Moins de quatre mois après le déclenchement des combats entre les deux généraux dominants du Soudan, le pays semble prêt à sombrer dans une véritable guerre civile, selon les experts de la sécurité.

« Ils essaient non seulement de gagner mais d’essayer d’éradiquer l’adversaire pour saisir complètement le contrôle du pays et de ses ressources », a déclaré récemment Kholood Khair, directrice fondatrice du groupe de réflexion Confluence Advisory, à Al Jazeera.

La violence a commencé le 15 avril lorsque les Forces de soutien rapide (RSF) dirigées par un général connu sous le nom de Hemeti ont attaqué des installations clés dans la capitale de Khartoum, y compris l’enceinte militaire où vivait le général Abdel Fattah al-Burhan. Le général Burhan est chef des Forces armées soudanaises (SAF) et chef de facto du pays depuis le coup d’État effectué conjointement par les SAF et les RSF qui a renversé le dictateur de longue date Omar el-Beshir en 2019.

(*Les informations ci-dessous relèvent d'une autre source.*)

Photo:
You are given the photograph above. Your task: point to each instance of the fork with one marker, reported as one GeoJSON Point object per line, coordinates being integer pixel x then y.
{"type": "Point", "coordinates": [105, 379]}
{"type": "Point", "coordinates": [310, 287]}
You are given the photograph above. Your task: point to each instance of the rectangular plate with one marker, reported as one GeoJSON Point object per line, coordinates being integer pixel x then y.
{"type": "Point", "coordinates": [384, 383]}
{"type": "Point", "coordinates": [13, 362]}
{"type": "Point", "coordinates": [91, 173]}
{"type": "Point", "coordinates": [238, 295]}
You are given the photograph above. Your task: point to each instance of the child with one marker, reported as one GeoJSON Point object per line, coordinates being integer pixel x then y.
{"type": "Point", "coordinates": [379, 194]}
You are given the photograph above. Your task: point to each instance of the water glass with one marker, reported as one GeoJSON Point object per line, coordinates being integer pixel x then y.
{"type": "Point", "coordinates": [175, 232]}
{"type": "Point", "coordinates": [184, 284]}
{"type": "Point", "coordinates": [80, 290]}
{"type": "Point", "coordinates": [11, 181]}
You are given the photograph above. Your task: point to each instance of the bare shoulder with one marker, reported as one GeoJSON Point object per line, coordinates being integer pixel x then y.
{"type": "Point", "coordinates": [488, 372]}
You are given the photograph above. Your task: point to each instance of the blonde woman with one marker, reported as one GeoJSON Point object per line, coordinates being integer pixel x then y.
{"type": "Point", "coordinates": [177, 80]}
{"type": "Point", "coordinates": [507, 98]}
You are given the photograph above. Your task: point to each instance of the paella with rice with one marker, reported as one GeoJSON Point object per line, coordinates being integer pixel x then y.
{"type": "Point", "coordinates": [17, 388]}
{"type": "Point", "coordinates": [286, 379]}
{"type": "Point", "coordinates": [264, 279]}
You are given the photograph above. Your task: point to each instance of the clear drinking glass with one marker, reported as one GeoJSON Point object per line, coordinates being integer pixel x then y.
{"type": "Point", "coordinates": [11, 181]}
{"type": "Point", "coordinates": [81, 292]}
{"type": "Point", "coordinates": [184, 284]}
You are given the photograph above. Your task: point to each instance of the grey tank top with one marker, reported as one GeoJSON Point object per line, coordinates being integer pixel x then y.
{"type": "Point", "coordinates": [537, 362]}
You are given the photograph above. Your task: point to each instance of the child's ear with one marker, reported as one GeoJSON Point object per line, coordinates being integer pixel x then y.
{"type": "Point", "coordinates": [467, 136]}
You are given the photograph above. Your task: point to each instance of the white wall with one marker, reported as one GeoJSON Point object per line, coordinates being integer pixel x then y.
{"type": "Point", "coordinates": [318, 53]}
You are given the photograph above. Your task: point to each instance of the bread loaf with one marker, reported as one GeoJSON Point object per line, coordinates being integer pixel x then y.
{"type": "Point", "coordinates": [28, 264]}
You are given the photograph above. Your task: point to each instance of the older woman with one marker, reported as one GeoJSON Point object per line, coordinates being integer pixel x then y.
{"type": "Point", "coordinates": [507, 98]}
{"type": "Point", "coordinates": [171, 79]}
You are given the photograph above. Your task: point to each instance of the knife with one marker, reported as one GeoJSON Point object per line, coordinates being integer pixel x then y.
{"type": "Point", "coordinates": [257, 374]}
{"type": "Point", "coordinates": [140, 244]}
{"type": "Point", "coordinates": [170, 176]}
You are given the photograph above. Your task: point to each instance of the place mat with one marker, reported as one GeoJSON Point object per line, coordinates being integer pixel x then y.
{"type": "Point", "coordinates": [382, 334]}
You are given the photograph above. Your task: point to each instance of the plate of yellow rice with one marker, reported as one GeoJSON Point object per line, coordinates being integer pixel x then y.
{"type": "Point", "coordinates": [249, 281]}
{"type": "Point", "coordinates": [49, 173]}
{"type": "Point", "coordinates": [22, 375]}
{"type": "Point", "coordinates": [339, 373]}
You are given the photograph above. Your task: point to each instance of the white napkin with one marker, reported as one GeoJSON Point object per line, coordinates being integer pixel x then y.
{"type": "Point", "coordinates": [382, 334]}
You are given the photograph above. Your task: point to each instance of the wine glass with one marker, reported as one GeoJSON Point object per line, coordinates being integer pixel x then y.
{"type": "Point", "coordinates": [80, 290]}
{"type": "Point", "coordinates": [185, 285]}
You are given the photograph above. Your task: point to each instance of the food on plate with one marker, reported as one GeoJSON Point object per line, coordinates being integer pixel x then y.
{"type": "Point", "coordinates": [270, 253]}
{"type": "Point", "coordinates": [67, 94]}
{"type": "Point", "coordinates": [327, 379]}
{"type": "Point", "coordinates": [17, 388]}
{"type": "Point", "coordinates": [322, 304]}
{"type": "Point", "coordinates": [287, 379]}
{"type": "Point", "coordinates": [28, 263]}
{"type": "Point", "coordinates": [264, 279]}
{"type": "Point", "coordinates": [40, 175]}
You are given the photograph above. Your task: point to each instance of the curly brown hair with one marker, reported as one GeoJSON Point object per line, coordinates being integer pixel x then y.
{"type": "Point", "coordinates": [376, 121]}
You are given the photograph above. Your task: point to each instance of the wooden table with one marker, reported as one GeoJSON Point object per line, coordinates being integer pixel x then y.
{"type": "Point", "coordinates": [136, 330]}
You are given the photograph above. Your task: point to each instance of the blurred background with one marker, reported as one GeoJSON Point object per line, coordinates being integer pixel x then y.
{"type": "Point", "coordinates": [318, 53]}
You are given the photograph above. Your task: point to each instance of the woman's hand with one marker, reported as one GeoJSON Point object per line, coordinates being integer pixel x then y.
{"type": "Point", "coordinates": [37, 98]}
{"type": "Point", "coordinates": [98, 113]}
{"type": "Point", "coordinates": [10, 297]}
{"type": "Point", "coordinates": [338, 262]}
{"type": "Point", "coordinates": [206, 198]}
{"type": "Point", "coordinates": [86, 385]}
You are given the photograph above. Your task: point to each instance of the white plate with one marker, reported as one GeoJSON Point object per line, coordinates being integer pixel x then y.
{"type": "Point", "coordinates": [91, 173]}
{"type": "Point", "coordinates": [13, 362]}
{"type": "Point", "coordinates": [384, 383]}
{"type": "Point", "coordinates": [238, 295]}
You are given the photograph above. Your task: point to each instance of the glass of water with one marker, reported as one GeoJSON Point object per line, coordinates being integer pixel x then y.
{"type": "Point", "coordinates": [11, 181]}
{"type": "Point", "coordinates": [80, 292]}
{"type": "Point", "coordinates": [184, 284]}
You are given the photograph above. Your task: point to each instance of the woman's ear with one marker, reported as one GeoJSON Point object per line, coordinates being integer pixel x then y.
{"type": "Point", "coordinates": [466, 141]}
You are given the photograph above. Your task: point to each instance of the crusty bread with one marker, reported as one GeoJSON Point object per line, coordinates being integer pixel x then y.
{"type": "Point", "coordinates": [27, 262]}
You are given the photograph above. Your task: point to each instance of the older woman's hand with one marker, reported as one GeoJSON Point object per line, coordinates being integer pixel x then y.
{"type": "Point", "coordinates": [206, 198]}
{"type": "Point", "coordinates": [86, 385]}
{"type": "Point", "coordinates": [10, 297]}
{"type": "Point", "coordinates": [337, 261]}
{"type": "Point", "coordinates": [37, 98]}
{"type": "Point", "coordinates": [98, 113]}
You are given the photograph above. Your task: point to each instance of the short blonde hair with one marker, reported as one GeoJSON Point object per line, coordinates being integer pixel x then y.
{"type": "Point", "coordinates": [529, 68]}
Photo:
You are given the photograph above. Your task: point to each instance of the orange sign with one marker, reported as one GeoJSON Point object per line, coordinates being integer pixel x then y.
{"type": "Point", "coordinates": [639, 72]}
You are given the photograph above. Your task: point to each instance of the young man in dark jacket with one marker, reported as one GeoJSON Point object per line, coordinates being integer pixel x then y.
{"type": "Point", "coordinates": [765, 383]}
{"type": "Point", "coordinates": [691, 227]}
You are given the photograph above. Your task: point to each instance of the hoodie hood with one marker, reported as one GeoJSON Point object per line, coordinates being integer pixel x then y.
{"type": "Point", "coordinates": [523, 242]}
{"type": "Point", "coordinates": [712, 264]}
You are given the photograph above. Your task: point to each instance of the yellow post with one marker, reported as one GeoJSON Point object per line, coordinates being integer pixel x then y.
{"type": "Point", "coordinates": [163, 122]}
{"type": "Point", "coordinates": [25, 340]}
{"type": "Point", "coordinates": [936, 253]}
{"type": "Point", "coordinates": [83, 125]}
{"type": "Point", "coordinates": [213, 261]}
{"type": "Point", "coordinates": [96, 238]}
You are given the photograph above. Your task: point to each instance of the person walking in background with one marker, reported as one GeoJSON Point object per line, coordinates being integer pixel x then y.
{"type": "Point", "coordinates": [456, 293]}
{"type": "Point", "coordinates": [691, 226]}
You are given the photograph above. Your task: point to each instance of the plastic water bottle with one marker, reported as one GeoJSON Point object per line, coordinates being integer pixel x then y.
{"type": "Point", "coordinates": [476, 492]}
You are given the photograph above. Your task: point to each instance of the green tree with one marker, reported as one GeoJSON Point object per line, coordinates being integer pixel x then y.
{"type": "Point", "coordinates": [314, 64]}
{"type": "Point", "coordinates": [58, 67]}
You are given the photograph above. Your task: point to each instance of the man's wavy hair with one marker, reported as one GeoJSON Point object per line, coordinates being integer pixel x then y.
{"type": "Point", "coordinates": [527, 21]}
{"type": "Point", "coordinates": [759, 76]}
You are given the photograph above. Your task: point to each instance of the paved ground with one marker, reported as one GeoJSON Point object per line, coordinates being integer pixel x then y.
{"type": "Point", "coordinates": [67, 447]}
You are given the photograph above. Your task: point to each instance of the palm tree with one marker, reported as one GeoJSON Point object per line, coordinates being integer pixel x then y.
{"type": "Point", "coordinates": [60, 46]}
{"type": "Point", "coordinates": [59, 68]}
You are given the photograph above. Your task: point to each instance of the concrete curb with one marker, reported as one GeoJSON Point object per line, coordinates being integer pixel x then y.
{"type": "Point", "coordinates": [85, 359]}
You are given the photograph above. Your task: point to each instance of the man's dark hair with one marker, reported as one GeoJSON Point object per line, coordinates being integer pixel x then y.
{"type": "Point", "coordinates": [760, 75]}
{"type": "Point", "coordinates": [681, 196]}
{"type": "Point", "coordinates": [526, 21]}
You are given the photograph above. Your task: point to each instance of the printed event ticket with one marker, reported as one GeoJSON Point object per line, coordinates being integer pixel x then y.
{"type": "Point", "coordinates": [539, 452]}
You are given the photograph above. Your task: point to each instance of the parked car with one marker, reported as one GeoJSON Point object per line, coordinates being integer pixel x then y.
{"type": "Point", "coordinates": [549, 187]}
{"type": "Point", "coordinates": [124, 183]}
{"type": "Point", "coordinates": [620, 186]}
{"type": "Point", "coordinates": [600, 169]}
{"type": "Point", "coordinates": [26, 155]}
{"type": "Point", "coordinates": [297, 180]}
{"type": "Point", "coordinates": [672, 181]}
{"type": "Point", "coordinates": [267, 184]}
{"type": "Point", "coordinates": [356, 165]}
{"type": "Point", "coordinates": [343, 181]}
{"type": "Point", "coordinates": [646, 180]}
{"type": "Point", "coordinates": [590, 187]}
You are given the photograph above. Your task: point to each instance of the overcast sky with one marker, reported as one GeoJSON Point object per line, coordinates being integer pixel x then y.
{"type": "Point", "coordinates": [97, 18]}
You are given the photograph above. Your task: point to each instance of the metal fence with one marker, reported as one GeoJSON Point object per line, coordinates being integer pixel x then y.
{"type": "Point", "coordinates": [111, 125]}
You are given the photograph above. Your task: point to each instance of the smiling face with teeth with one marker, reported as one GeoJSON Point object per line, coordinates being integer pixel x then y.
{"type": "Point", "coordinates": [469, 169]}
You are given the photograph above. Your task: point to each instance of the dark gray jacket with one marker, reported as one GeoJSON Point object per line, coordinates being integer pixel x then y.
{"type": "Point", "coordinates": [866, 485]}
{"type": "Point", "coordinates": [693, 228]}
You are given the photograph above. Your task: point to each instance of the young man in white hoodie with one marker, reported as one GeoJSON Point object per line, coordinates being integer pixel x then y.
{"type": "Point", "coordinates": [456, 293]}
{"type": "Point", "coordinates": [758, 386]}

Depuis le mois d’avril, les combats se sont propagés vers d’autres régions du pays alors que les chefs locaux choisissent le côté qu’ils vont soutenir. Des affrontements se sont produits entre l’armée et les RSF dans les États du Kordofan du Nord, du Kordofan du Sud et du Nil Bleu. Les responsables du Darfour du Sud ont récemment déclaré leur soutien aux RSF.

À Khartoum et dans la ville voisine d’Omdourman, les combats ont privé les habitants de l’accès à l’électricité et à l’eau. Les banques et les marchés alimentaires sont clôturés.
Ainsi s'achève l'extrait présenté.